No one measures the value of their website by how many visitors it keeps out, or how many sales leads it blocks, or how many promotional videos it stops prospects from watching. Web pages are supposed to invite network connections, read in untrusted data, and generate cool content in reply.
Learn how cybercrooks turn that workflow on its head to get your server to do their dirty work for them through the use of webshells…
Cybersecurity is full of intriguing initialisms, acronyms and jargon.
Unfortunately, lots of them turn up in reports, advisories and warnings under the assumption that you not only already know what they mean, but also understand all the complexities and nuances of how to deal with them.
For example, you might read that “CISA has just released an advisory about the TTPs being used in a current attack, warning that bad actors are deploying webshells to take control of your network.”
But what does this mean in plain English?
CISA, of course, is shorthand that’s a lot easier and quicker to say than Cybersecurity and Infrastructure Security Agency, part of the US Department of Homeland Security; TTPs are tools, techniques and procedures, or more simply put, ‘how the crooks did it’; bad actors are cybercriminals (not thespians with little ability); and as for webshells…

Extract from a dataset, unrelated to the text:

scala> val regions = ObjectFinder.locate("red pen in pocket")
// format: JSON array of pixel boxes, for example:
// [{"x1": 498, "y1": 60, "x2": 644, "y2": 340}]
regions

…well, that’s what we’re here to discuss, because they’re a surprisingly simple but hard-to-spot trick by which attackers can open themselves a sneaky backdoor into your network.
Loosely speaking, if cybercriminals can upload just one harmless-looking file onto your web server, or make just one tiny change to a file that’s already there, they might later be able wander into your network at will by using nothing more suspicious than a regular web browser.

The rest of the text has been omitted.